奚勤本该最美好,最闪耀的三年,葬送在了一条死路上,所有的无奈与痛苦奚勤都可以不在乎,但唯有奚寒的死,他不可能不在意。
奚勤缓了缓,抬头对成蹊认真道:“我哥你可能没见过,他很爱笑,几乎从来没有悲伤的时候,我不信他会被抑郁症打败,没有征兆地就自杀了。

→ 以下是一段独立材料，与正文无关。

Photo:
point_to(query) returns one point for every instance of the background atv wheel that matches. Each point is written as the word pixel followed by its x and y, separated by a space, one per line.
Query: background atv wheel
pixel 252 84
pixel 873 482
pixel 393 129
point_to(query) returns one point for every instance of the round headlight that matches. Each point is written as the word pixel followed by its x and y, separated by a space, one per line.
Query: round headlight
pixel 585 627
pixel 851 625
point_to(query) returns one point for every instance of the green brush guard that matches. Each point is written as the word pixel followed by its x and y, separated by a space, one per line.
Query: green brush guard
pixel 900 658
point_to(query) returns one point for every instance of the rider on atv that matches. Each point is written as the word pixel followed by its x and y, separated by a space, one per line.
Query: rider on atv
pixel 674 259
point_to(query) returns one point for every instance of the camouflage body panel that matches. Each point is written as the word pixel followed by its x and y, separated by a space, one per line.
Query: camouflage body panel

”
成蹊张了张口,最后还是没有说,他其实是见过奚寒的,虽然只有一面,但的确能肯定,是个嬉皮笑脸,不太正经的人,总是一副小混混的模样,对奚勤却是格外的宠。
成蹊只能对他说:“没事,一定能够查清的,你去查过你哥哥的病历吗?有没有什么重度抑郁症之类的?”
奚勤咬了咬下唇:“有……在收拾他遗物的时候发现了,不过是轻度抑郁的诊断报告,他小时候过得太苦了,如果真的丝毫不抑郁……那也有些奇怪,毕竟家族里是有遗传的。”
成蹊差点脱口而出:那你呢?你有没有检查过?
可他犹豫了,这样的问题太过冒犯了,一时间不好直接询问奚勤。
并且看起来一直郁郁寡欢的奚勤,很难让人相信他没有那方面的倾向,成蹊暗自下定决心,还是得带奚勤去看一看医生,不过不能着急,得慢慢来,让他自觉自愿地去接受治疗是最好的,这是几天前成蹊去咨询李医生得来的结果。
关于奚寒的事情,成蹊的了解只限于奚勤的描述,他只能问道:“那你们当时有没有向警方查询过?”
奚勤点头:“当然有,但是警察查了许多,监控和通讯记录,都只有我哥一个人,没有第三者插足其中,唯有其中两天的下午,他出过门,没有和任何人说,去了一个地方……”
见奚勤忽然停住了,成蹊以为是什么难以启齿的地方,安慰他说:“如果不能说就算了……”
“不是,不是不能说,那个地方……”奚勤素白的脸色愈发惨淡,幽深的目光似乎是陷入了黑洞之中,“是我们老家,就在罹云市旁边的一个小县城,在我们父母离婚前,我五岁以前都是住在那里的。”
成蹊:“那里怎么了?有很多……不好的回忆吗?”
奚勤苦笑了一下:“嗯……记不太清了,基本上都是家暴吧,我爸,就是个老混蛋,我只记得他喜欢扇我妈的耳光,我哥去拦就会被他踹,我倒是没怎么被打过,应该吧,反正都不记得,都是见不得人的家丑,说出来挺不好意思的。”
成蹊没有说话,他静静地听着奚勤讲,放在桌下的手却忍不住逐渐攥紧。
奚勤恍惚地看着窗外的街景,声音轻得像是从虚空传来:“当时我妈要离婚,他不同意就囚禁了我们三个,是我哥冒着从八楼摔下去的风险,爬到了隔壁阳台去求邻居救的我们,赶去报了警,那个老混蛋总算怂了,签了离婚协议就远走了,逃出那混蛋的魔掌后,我哥就说他绝对不会回去了,如果让他再遇见那个老混蛋,他非杀了他不可。”